19:01:12 <clarkb> #startmeeting infra
19:01:13 <openstack> Meeting started Tue Jan 28 19:01:12 2020 UTC and is due to finish in 60 minutes.  The chair is clarkb. Information about MeetBot at http://wiki.debian.org/MeetBot.
19:01:14 <openstack> Useful Commands: #action #agreed #help #info #idea #link #topic #startvote.
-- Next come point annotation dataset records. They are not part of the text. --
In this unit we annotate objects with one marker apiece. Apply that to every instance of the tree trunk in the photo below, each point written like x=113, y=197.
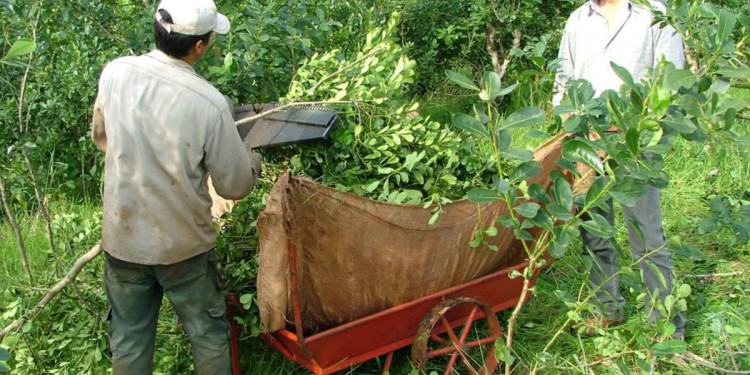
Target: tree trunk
x=16, y=228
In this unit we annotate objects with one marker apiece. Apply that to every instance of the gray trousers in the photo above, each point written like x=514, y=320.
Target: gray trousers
x=192, y=286
x=645, y=234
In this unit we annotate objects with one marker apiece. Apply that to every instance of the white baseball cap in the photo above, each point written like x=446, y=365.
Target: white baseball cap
x=192, y=17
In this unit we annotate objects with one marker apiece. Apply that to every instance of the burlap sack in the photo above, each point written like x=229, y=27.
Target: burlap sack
x=356, y=256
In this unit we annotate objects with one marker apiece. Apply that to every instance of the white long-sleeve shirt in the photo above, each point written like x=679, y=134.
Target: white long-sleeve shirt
x=166, y=129
x=589, y=44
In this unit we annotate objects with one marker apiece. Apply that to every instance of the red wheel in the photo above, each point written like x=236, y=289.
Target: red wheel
x=436, y=337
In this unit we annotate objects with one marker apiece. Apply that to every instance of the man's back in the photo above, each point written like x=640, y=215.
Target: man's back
x=167, y=128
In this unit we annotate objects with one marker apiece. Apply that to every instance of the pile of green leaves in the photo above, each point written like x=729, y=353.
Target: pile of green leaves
x=383, y=148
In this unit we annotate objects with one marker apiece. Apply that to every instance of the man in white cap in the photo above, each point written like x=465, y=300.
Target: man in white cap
x=164, y=129
x=598, y=33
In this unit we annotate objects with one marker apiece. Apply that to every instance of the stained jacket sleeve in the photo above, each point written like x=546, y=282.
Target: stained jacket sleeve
x=233, y=169
x=565, y=73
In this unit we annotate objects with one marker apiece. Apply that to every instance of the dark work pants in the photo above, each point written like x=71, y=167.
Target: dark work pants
x=644, y=237
x=192, y=286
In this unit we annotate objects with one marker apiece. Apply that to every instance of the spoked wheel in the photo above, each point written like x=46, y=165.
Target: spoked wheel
x=436, y=337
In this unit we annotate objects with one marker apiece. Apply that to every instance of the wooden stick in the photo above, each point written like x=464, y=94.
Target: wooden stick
x=69, y=277
x=712, y=275
x=40, y=201
x=16, y=228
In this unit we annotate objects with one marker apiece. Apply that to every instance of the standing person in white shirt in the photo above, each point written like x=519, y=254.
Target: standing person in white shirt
x=164, y=129
x=619, y=31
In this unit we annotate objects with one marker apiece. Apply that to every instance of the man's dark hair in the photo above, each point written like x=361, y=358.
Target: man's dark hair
x=175, y=44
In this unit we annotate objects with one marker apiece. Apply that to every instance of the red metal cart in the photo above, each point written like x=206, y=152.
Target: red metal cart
x=431, y=318
x=438, y=324
x=428, y=324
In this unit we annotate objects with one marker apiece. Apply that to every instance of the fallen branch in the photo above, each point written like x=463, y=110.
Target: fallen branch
x=705, y=363
x=16, y=228
x=69, y=277
x=712, y=275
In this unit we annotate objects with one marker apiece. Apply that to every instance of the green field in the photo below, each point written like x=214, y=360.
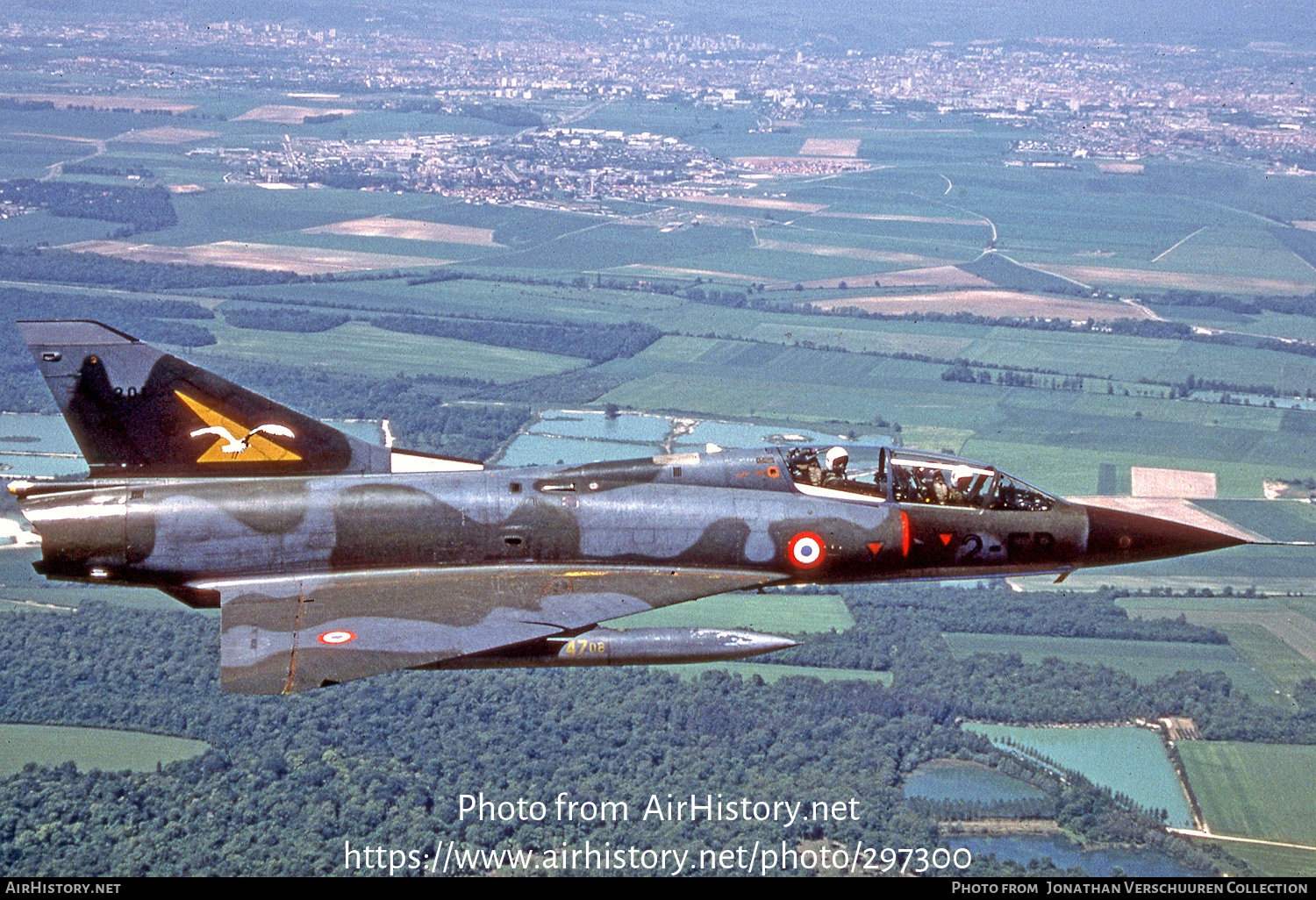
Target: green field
x=89, y=747
x=776, y=613
x=1145, y=661
x=771, y=674
x=361, y=347
x=1255, y=789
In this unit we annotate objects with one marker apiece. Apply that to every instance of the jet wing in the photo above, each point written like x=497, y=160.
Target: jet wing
x=289, y=633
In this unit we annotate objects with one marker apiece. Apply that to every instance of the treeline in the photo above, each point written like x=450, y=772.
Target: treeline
x=68, y=268
x=594, y=342
x=141, y=208
x=413, y=405
x=92, y=168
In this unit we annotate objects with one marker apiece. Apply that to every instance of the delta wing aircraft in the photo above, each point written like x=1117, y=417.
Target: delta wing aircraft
x=334, y=560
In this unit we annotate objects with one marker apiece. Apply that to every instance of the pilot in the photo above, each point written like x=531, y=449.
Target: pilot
x=836, y=458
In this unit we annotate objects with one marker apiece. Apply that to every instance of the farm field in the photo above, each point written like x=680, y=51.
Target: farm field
x=1253, y=789
x=89, y=747
x=1145, y=661
x=776, y=613
x=361, y=347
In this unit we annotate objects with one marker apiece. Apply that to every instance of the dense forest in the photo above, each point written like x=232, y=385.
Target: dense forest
x=383, y=761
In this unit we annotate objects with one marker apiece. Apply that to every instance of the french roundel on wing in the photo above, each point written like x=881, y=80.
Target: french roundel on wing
x=805, y=550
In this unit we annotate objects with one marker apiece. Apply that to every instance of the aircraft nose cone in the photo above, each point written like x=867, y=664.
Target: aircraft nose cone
x=1115, y=536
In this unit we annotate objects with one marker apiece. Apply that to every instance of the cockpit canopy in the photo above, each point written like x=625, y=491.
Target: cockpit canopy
x=911, y=476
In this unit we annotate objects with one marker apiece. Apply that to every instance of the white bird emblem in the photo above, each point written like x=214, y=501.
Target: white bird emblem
x=239, y=445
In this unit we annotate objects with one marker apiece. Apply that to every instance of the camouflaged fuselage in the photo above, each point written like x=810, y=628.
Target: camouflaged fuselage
x=729, y=510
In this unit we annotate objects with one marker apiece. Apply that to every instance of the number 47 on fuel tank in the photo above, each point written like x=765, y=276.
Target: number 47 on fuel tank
x=334, y=560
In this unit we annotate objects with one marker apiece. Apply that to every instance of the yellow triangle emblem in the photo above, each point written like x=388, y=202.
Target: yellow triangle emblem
x=233, y=442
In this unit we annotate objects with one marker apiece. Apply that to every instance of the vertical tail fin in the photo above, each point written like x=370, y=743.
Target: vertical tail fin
x=139, y=412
19:01:16 <openstack> The meeting name has been set to 'infra'
19:01:23 <clarkb> #link http://lists.openstack.org/pipermail/openstack-infra/2020-January/006583.html Our Agenda
19:01:24 <zbr> o/
19:01:29 <clarkb> #topic Announcements
19:01:37 <clarkb> I did not have any announcements to announce
19:02:07 <corvus> clarkb: nice announcement
19:02:24 <clarkb> #topic Actions from last meeting
19:02:30 <clarkb> corvus: it was agood one
19:02:33 <clarkb> #link http://eavesdrop.openstack.org/meetings/infra/2020/infra.2020-01-21-19.01.txt minutes from last meeting
19:02:42 <clarkb> There were no actions recorded in the last meeting
19:03:08 <clarkb> #topic Priority Efforts
19:03:13 <clarkb> Let's dive right in then
19:03:17 <clarkb> #topic OpenDev
19:03:30 <clarkb> link https://review.opendev.org/#/c/703134/ Split OpenDev out of OpenStack Governance
19:03:35 <clarkb> #link https://review.opendev.org/#/c/703134/ Split OpenDev out of OpenStack Governance
19:03:41 <clarkb> #link https://review.opendev.org/#/c/703488/ Update OpenDev docs with new Governance
19:04:02 <clarkb> I think these two changes are just about ready to go in. At least I haven't seen much new feedback recently on the first one
19:04:25 <clarkb> I'll bring it up with the TC to see what the next steps are from their side to keep it moving
19:04:34 <clarkb> but if you've got any input now would be a great time to record it
19:05:48 <clarkb> Are there any questions about this move to bring up here?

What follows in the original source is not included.